Vous ne semblez pas non plus très enthousiaste sur le périmètre de la métropole, qui se limite à Paris, aux trois départements de la petite couronne (Hauts-de-Seine, Seine-Saint-Denis et Val-de-Marne) et à seulement une demi-douzaine de communes de la grande couronne…
Oui, la métropole exclut la grande couronne, qui a été abandonnée en matière d’investissement depuis des années. Le périmètre choisi est incompréhensible. Allez expliquer à cinq millions de Franciliens pourquoi ils en sont exclus ! En Île-de-France, on se retrouve maintenant avec cinq niveaux de collectivités locales : les communes, les intercommunalités, la métropole, les départements et la région. On ne peut pas complexifier autant les prises de décisions. Cela coûte du temps, de l’argent et de l’énergie. Il faut coordonner l’action des différentes collectivités, et pour cela, le bon échelon est celui de la région ! À mon sens, elle doit avoir un double rôle : un rôle de stratège pour tout le territoire, et un rôle de réduction des fractures et des inégalités.
La région n’est-elle pas trop grande pour donner sens au fait métropolitain et assumer ses différents rôles ? On sait que les territoires franciliens sont particulièrement hétérogènes, socialement notamment…
Non, je pense que c’est le bon périmètre, avec ses sept millions d’habitants, la métropole du Grand Paris est d’une taille inférieure à Tokyo, aux villes chinoises, au Grand Londres, etc. Pour être attractif, c’est l’échelon régional qui s’impose avec ses 12 millions d’habitants. Avec Saclay, Marne-la-Vallée, Cergy-Pontoise et Roissy, actuellement exclus de la métropole, nous serions devant le Grand Londres dans les classements internationaux, car nous aurions plus de chercheurs, plus de puissance financière, plus de startups…
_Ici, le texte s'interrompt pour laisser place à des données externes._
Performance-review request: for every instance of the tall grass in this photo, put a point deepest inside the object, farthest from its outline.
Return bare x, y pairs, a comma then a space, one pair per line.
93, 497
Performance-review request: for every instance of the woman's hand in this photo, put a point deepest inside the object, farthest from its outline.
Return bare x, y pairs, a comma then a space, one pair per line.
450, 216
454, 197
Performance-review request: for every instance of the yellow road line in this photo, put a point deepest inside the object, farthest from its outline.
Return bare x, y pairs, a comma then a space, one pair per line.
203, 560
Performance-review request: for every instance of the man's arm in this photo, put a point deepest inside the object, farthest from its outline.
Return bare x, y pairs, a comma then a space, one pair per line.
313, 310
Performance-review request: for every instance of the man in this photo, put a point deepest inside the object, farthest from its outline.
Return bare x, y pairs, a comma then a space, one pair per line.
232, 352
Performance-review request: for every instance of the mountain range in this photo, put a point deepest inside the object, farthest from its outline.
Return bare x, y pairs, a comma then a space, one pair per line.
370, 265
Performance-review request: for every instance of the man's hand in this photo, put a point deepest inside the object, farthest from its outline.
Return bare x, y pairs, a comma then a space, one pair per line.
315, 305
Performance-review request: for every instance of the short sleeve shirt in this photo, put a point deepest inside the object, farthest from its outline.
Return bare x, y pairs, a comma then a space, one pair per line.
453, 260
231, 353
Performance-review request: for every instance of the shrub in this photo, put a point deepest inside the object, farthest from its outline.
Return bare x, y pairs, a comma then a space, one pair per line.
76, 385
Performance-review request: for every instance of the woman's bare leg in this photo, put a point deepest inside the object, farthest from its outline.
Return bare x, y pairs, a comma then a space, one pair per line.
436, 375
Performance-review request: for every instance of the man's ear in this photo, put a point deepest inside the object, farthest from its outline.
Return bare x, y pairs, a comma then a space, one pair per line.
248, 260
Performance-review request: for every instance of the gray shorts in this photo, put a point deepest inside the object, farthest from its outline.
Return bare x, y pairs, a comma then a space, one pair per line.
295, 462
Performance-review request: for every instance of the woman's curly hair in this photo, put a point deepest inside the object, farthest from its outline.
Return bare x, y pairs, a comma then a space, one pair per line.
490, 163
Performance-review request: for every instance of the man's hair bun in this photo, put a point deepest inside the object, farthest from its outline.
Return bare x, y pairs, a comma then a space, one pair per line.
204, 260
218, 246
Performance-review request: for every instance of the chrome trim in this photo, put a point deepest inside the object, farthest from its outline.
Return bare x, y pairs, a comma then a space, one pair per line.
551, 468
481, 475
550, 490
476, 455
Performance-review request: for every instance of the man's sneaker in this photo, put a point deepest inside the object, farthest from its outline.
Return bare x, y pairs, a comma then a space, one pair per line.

Avec le périmètre métropolitain actuel, nous sommes derrière le Grand Londres dans tous les domaines. Par ailleurs, l’idée de la métropole était révolutionnaire il y a trente ans, car il s’agissait pour Paris de prendre en compte ce qui se passait au-delà du périphérique. Mais maintenant, la réduire à Paris et à la petite couronne, c’est complètement dépassé. La démographie de la région a évolué, les villes nouvelles ont été créées en grande couronne, les bassins d’activité aussi. La plus forte dynamique d’installation des familles se situe en Seine-et-Marne, dont les communes sont exclues du périmètre métropolitain. Est-ce cohérent ? Non.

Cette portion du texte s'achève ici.